There is private property, maybe not so well distributed in some sectors but lots of owners do exist. Moscow has night clubs and casinos (never saw them in 1973) loaded with 50 year old American and European guys stalking 20 year old Russian girls (or is it the other way around?) – and the more sensible Russian girls are sticking to Russian guys who actually have far more money than the foreigners. And speaking of Russians,  they didn’t travel in Soviet times – unless escorted by a KGB minder. If today’s Kremlin closed the borders, the economy would collapse. I’ll share a secret: Russia’s economy is not fueled by oil and gas; it’s built on hundreds of thousands (or so it seems) of tourist agencies and websites offering $350 “hot tickets” to Hurghada, Sharm el-Sheikh or Antalia. I can’t tell you how often, OGE’s star sales manager (no such profession in Soviet times), Marina Alyioshina, has greeted me with the news that she’s found a $299 (7,325 rubles and 52 kopeks) deal including four nights lodging, leaving Sheremetyevo Airport in 24 hours, and I’ll see her in a week. (I do find this annoying, if you’ve ever been telemarketed by Marina, you understand that I can’t say, “no.”)

Now for the knockout punch! This morning I attended a meeting of a business organization whose name I’d rather not utter. The guest speaker represented a U.S. company offering health care packages globally to the super-rich. Forget whatever Hillary, Barrack or John McCain might have suggest to make health care affordable for average Americans, if you’ve got enough money, you can buy access to the most prestigious U.S. research hospitals, and consultations with the best and the brightest doctors on the planet. You can even fly in a noble laureate to speak at your next yacht party (I’m talking big yachts, the size that the Soviets might have called “battle ships”.) It’s marketed (never heard that word in Soviet times) like a health club membership which includes genetic testing so you will know 30 years in advance what will kill you.

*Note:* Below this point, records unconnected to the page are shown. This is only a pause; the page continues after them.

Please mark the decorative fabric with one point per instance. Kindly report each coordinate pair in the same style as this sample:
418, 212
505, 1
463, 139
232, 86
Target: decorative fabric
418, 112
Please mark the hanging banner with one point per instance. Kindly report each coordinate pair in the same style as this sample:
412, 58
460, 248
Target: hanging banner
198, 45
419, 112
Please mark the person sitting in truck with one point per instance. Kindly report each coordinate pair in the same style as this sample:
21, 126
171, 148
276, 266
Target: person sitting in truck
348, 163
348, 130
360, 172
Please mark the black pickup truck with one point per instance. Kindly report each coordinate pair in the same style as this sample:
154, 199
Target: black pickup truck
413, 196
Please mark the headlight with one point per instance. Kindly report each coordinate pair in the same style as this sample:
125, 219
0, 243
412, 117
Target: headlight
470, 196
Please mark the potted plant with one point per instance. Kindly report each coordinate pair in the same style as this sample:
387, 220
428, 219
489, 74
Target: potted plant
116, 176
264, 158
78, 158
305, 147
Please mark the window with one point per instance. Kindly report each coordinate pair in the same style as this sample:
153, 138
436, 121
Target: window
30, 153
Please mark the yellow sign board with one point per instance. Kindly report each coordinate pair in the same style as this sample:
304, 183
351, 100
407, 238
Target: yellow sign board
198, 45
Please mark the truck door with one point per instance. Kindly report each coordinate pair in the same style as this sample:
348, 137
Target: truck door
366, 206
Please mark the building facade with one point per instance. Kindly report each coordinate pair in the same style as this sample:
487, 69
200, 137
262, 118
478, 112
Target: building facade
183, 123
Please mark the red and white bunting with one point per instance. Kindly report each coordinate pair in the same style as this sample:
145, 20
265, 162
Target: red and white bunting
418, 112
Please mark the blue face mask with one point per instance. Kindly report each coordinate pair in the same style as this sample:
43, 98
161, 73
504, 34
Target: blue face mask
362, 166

My point? This U.S. company is in Russia (as well as Brazil, China and India) because out of those four “hottest growth on earth” countries, the growth rate of persons falling into the demographic category of super-rich is the highest in Russia. As I heard it this morning, the number of Russians with spendable assets (yes, I said spendable) exceeding $1 million a year is around 100,000 and is growing by a factor of 15 percent.  There are three times that many Chinese in this category but their numbers are growing by only 7 percent. Yeah gads, I’ve heard of “secret supermarkets” available only to the Communist Party Elite in Soviet times. But I don’t think that quite compares.
Ok, so I’ve gone on long enough. Guess it’s time to read and review that book. Or have I done so already? See you at OTC!